その他先進諸国との間においては,イタリア及びオーストラリアとの間で締結されている科学技術協力協定に基づき,様々な分野において協力が行われているほか,日英科学技術協力実務者会合,日・フィンランド科学技術協力会合及びスウェーデン,ノルウェー等との貿易経済協議においても実務者レベルで協力に関する話し合いが行われている。

また,日・EC間では,従来日・EC閣僚会議及び日・ECハイレベル協議においても科学技術協力が取り上げられてきているが,今後両者の科学技術協力を促進することを目的として,日・EC科学技術協力会合の開催を日本側より提案し,現在その準備を進めている。

(2)開発途上国との協力

開発途上国との間においては,韓国,中国,インドネシア,ブラジル及びインドとの科学技術協力協定に基づき,様々な分野において協力が行われている。

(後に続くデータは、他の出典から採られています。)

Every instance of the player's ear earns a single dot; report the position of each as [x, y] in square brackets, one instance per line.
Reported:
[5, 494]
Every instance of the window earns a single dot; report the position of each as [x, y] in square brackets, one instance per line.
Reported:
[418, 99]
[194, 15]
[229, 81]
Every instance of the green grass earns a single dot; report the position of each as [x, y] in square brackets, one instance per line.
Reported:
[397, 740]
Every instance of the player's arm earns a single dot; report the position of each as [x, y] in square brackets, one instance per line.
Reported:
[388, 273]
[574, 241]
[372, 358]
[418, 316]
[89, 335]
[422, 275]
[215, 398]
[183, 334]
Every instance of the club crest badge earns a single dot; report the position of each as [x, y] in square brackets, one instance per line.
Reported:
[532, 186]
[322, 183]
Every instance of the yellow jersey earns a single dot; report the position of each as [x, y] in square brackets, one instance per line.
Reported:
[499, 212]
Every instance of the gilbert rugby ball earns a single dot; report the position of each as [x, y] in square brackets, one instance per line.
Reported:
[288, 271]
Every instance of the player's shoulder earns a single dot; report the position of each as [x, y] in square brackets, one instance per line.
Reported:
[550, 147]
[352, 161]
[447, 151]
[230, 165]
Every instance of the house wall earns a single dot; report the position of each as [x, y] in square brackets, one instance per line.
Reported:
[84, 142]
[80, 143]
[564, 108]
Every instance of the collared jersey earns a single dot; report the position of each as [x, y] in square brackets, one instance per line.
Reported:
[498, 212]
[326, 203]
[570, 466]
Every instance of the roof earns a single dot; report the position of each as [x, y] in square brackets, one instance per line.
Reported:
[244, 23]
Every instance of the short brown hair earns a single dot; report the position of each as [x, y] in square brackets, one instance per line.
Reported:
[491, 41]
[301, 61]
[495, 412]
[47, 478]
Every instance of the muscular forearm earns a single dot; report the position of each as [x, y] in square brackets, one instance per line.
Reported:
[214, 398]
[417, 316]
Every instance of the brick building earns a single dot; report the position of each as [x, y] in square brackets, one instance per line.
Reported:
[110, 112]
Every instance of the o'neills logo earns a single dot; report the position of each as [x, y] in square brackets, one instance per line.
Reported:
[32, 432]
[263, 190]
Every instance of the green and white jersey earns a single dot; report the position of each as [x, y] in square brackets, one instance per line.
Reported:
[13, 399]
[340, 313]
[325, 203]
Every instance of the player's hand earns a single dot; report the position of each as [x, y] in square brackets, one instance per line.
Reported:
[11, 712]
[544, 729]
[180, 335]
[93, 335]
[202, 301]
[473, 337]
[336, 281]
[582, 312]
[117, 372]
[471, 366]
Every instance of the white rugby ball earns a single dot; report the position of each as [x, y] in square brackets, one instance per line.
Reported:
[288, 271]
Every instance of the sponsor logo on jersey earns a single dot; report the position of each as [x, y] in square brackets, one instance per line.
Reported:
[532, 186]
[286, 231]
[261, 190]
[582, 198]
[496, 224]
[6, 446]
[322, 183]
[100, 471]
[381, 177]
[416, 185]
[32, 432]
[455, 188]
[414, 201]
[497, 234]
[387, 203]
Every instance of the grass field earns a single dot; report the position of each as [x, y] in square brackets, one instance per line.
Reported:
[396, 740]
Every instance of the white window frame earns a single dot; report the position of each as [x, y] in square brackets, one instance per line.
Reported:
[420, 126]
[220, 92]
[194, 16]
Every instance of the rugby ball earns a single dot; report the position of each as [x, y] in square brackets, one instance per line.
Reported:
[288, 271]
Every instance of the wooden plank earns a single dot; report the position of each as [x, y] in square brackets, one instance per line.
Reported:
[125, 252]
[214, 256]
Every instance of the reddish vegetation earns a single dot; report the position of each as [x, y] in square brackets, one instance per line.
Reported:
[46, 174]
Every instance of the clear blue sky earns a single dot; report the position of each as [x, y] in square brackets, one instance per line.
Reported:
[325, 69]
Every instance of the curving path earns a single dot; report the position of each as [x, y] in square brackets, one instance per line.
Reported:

昭和45年11月に設立が合意されたアジア科学協力連合(ASCA)においては,アジア地域の科学技術政策,研究開発計画等についての情報交換,共通関心領域の明確化,域内各国間の科学技術協力プロジェクトの推進方策の検討等を行い,域内諸国間の科学技術協力の推進強化を図ることを目的とし,現在までに11回の全体会議が開催されている。我が国は,全体会議に毎回代表を送るほか,毎年ASCA諸国の関心の高いテーマについてセミナーを行っており,平成4年2月には,アジア太平洋地域の科学技術系人材の養成方策に関するASCAセミナー及び材料データベース技術に関するASCAセミナーを開催した。また,昭和55年より我が国の科学技術情報をASCA諸国に提供するASCA科学技術情報協力事業を実施している。

(3)中・東欧諸国,旧ソ連邦地域との協力

ソ連との協力については,昭和48年10月に締結された日ソ科学技術協力協定に基づき,これまで7回の合同委員会が開催されており,原子力,農業等の分野で情報の交換,専門家の派遣,セミナーの開催等の協力が行われているほか,日ソ研究者交換取極に基づいて,研究者の交流が行われてきた。平成3年末にソ連邦は解体したが,ロシアはソ連邦と継続性を有する同一の国家であることから,日ソ科学技術協力協定等はロシアとの間で引き続き有効である。

中・東欧諸国との間においてはポーランド及び旧ユーゴスラビアとの間には科学技術協力協定が,ルーマニア,ブルガリア,チェコスロバキア及びハンガリーとの間には科学技術協力取極が締結されており,研究者の交流等の協力が行われている。(旧ユーゴスラビアは現在,国家としてほぼ解体しており,クロアチア及びスロヴエニアを除く旧ユーゴスラビアとの協力は停止している。)